4 transforming beauty treatments so good, they’re worth the pain

Ask anyone who’s had a Brazilian, Botox or felt the repeated sting of IPL, beauty treatments can hurt. But some are so transforming, it’s better to embrace than avoid.

Words: Tracey Strange Watts


The road to beauty is paved with petty hurts and humiliations — waxing, laser zaps, disposable G-strings. But few experts offer quite the same menu of indignities as dentists.

Dentists employ a class of professionals to deal with drool. They ask you questions when your mouth is open like a car door. I can usually evaluate the success of a session with my dentist by how many times I sigh involuntarily.
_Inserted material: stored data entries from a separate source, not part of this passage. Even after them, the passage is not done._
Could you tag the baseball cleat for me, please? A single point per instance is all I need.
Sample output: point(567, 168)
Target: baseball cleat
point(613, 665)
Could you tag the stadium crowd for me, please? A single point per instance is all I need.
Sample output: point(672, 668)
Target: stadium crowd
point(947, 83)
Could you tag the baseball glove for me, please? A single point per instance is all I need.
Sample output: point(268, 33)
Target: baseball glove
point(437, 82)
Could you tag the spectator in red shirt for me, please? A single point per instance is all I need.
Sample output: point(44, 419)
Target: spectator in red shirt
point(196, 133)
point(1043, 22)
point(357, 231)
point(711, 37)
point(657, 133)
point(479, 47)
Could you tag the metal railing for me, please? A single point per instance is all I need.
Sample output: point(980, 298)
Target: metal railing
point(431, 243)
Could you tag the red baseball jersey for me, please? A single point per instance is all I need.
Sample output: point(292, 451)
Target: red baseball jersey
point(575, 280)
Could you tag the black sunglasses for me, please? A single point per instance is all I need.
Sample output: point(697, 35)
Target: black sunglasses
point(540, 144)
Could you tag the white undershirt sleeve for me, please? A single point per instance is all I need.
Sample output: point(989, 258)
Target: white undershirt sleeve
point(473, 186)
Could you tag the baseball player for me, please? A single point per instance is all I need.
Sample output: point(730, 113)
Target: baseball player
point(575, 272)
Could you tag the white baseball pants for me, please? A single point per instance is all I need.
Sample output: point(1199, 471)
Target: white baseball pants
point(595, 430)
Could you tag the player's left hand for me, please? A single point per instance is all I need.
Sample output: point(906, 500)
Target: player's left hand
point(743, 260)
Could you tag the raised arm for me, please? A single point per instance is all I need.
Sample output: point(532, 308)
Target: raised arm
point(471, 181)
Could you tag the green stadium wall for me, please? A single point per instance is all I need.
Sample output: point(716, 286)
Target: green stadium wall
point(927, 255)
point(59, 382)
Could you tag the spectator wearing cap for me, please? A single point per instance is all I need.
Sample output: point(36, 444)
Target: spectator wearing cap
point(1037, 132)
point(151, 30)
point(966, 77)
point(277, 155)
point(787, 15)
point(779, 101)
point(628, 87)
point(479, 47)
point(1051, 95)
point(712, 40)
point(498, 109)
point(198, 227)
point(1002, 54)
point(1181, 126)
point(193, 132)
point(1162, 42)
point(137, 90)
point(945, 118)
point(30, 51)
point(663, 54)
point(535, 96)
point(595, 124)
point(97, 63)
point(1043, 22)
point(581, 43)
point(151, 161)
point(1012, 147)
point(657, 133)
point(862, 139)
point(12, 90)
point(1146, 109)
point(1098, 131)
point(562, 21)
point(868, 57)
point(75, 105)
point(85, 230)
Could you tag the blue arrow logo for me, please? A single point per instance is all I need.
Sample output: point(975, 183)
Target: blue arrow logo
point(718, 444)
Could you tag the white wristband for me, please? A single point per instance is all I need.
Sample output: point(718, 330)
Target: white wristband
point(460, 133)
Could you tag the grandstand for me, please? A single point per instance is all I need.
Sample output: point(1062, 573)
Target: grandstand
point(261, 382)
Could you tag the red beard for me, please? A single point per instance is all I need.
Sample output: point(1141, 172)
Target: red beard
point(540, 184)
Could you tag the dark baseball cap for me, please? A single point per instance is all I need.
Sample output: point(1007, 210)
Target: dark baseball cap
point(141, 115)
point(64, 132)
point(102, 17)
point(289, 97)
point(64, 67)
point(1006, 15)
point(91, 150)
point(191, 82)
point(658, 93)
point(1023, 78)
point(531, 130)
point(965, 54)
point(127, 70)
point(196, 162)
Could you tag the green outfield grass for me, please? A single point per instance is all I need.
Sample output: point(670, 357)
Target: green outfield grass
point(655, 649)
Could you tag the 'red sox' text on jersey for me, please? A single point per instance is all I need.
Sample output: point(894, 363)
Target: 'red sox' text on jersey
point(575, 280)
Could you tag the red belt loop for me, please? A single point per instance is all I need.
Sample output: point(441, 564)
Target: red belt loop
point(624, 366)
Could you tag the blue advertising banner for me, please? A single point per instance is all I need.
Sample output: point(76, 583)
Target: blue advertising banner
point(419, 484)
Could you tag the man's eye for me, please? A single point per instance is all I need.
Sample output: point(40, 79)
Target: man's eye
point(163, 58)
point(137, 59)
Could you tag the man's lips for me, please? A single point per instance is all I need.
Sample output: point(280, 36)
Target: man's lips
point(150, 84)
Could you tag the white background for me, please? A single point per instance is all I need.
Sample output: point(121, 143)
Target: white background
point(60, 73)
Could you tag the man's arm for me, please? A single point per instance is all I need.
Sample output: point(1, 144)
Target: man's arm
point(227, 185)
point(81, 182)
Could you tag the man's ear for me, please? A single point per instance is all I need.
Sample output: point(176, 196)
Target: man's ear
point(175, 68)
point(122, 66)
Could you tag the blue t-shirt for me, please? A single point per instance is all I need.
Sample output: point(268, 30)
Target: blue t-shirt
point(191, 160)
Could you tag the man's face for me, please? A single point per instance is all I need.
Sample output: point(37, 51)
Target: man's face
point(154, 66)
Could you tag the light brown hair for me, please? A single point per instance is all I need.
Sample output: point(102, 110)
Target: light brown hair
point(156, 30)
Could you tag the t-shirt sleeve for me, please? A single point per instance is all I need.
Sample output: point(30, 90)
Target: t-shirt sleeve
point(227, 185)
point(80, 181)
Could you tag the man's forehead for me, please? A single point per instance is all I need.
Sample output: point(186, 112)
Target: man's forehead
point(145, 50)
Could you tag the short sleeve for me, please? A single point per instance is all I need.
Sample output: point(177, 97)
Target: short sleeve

The more sighs, the more nervous I am.

Fronting up at Auckland’s Cameron and Field to get my teeth professionally whitened took fortification in the form of a couple of strong, teeth-staining coffees. I felt anxious. My pearlers were already jumpy. I was forewarned the treatment took more than an hour. It had all the makings of a multi-sigh morning.

Enter Robyn Cameron. Looking for thoroughness in a dentist? Seek no more. “Hmm,” she said sunnily, examining my teeth to ascertain if I were a suitable candidate. “Spinach for breakfast?”

Zoom Whitening is non-invasive and tailored to provide the level of “lightness” you want (dentists here aren’t fans of the pure-white smiles favoured in the United States).

While the mouth is held open by a plastic mouthpiece, light shines on a gel that’s applied to the teeth. The beam activates the gel, made from pH-balanced hydrogen peroxide, and teeth are whitened, sometimes by as many as eight shades.

Some find their teeth get a little sensitive during and after the process, a normal reaction that diminishes in a day or so and the result of teeth becoming dehydrated. Any discomfort is alleviated by over-the-counter painkillers.

The results? Nearly two hours of mute grimacing felt like the best two hours I’d spent when I looked at my new teeth. Perfectly natural but a few shades lighter, they looked brighter, cleaner and fresher. I wanted to smile which, frankly, is the point.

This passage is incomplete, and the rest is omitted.